Statistics Canada has just released a major report that changes how it counts Canada’s non-permanent residents (NPRs).
According to the latest population estimate, NPRs account for 2,198,679 people in Canada. A difference of over one million from Census 2021.
The report is significant because Statistics Canada acknowledges that it previously undercounted the country’s NPR population. The revised methodology has significant implications for Canadian public policy in a variety of areas, including immigration, economic and labour market planning and housing, among other important areas.
Canada’s population now stands at nearly 40.1 million people
The latest data shows a 46% year-over-year increase in NPRs in Canada. The majority of growth comes from an increase in work and study permits. It is the highest growth in NPRs since records began being kept in 1971/72.
The country’s population was estimated at 40,097,761 on July 1, 2023, an increase of 1,158,705 people (+2.9%) from July 1, 2022 and nearly 100,000 more than the milestone of 40,000,000 reached in June 2023.
This means Canada continues to lead G7 countries for population growth and is among the top 20 countries for population growth globally. The latest number shows the highest population growth rate recorded for a 12-month period since 1957 (+3.3%). Statistics Canada estimates that if the rate of population growth seen this past year remains constant in the future, it would lead to the Canadian population doubling in 25 years.
The report notes that close to 98% of the growth in the Canadian population from July 1, 2022, to July 1, 2023, came from net international migration, with 2% coming from the difference between births and deaths.
The large growth from international migration is due to nearly 470,000 new permanent resident landings, and an increase in the number of NPRs by almost 700,000 people.
The number of NPRs holding a work permit was estimated at over 1.4 million people in July 2023, up 64% compared to the nearly 870,000 people in July 2022. Statistics Canada notes that much of this growth can be attributed to the arrival of Ukrainians following the invasion of their country by Russia.
Fertility rates in Canada reached record-low levels in 2022, with 1.33 children per woman, compared with 1.44 in 2021. Another recent report by Statistics Canada found that between 2018 and 2022, Canadian women had 20,000 fewer babies.

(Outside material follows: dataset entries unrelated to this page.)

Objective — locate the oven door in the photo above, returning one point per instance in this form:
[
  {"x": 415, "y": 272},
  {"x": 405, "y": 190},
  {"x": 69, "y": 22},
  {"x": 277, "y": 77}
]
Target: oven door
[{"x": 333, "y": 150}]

Statistics Canada’s revised approach to counting non-permanent residents
Statistics Canada constantly revises its demographic estimates to provide the most accurate numbers as possible. It now includes family members living with temporary permit holders in Canada. In addition, it has adjusted its methodology to better count those still in Canada after their temporary permit expires, but who are waiting for Immigration, Refugees and Citizenship Canada (IRCC) to review their extension application.
The Statistics Canada update comes following recent reports by CIBC Economics and the C.D. Howe Institute that found both the Statistics Canada annual census and the quarterly estimate of population growth were significantly undercounting NPRs such as students, temporary foreign workers, and temporary residents (TR).
CIBC estimated there could be as many as one million NPRs not accounted for in Canada’s population. It also noted that data from the 2021 census suggests that there were just under 925,000 NPRs in Canada, while the quarterly estimate suggested the count was 1.17 million.
Alberta grew the most
Alberta experienced the fasted demographic growth among all of Canada’s 13 provinces and territories, increasing by 4%. This growth is largely thanks to international migration and the increase in people from other parts of Canada moving to the province. Alberta led Canada with over 56,000 more people moving to the province than leaving it between July 2022 and July 2023.
Statistics Canada notes that seven provinces also experienced record population growth: Prince Edward Island, New Brunswick, Quebec, Ontario, Manitoba, and Saskatchewan.
Prince Edward Island (3.9%), Nova Scotia (3.2%), and New Brunswick (3.1%) all enjoyed strong population growth, while Newfoundland and Labrador (1.3%) had the lowest growth among all the provinces.
Ontario and British Columbia grew by 3% each, while Manitoba (2.9%) and Saskatchewan (2.6%) came close behind.
Quebec also experienced a record-high population growth of 2.3%.
Immigration Levels Plan 2024-2026
Under Canadian law, the federal government is required to announce its immigration plan by November 1st during non-election years. As such, we will learn about Canada’s new permanent residence targets by early November. Under the current Immigration Levels Plan 2023-2025, Canada is looking to welcome 500,000 new permanent residents annually by 2025. The federal immigration minister Marc Miller recently said he expects Immigration Levels Plan 2024-2026 targets to either remain in line with the current plan, or be revised higher.